Nous avons également besoin de points de passage humanitaires établis le long de la ligne de front. Le point de passage ténu de Zaporizhzhia doit être entièrement ouvert et surveillé. Et bien que la perspective d’établir davantage de points de passage puisse sembler peu probable, nous pouvons ici tirer les leçons d’un accord multilatéral conclu l’année dernière qui fonctionne déjà – l’accord d’exportation de céréales pour les ports de la mer Noire. Bien que fragile, il semble tenir.

Blocages. Bombardements incessants. Lignes de contrôle. Lignes de front. Malheureusement, ce ne sont pas nouveaux ou uniques à l’Ukraine. Pourtant, en tant qu’humanitaires, nous devons trouver un moyen de les traverser et de les dépasser – un moyen de faire tout ce qui est en notre pouvoir pour sauver des vies et soulager les souffrances, où que se trouvent les civils vulnérables.

C’est essentiel, et c’est le droit international humanitaire — rien ne doit l’emporter.

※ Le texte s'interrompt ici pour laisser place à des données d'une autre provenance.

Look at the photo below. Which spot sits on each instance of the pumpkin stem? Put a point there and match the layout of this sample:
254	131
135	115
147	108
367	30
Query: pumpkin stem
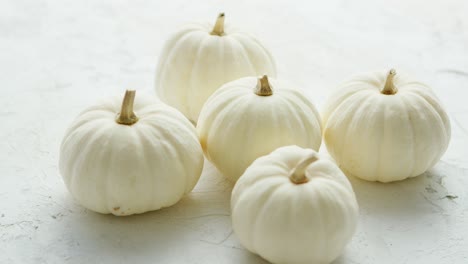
263	87
298	175
389	87
126	115
218	28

Des personnes font la queue pour recevoir de l’aide humanitaire à Bakhmut, en Ukraine, le 24 janvier 2023 | Oleg Petrasyuk/EPA-EFE

Les dirigeants politiques, agissant par l’intermédiaire de l’ONU, doivent redécouvrir une diplomatie humanitaire résolue, et ils doivent ouvrir l’accès aux millions de civils qui courent un grave danger, non seulement lorsqu’ils sont entre les feux d’un conflit, mais aussi lorsqu’ils sont coincés derrière une ligne tracée par les forces militaires. S’appuyant sur le succès de l’accord sur les céréales de la mer Noire, l’ONU devrait saisir toutes les occasions d’engager des négociations humanitaires avec Kiev et Moscou, comme elle l’a fait avec succès dans le passé sur d’autres lignes de front en Syrie et au Yémen.

Un nouvel accord multilatéral pourrait permettre de vérifier les véritables acteurs humanitaires et d’autoriser l’accès aux zones contrôlées par la Russie. Et la surveillance par des tiers accrédités et neutres pourrait contribuer à réduire la corruption et le détournement de l’aide, tout comme ils l’ont fait dans le cas de l’accord sur les céréales.

Ces solutions comportent toujours des risques et sont souvent fragiles et imparfaites. Mais elles peuvent et doivent être tentées si la bonne volonté internationale envers le peuple ukrainien ne doit pas échouer à son test le plus sévère à ce jalon difficile.

Les lois de la guerre, y compris la garantie de l’aide humanitaire, doivent être respectées – la vie de plus de 4 millions de personnes bloquées derrière les lignes de front en dépend.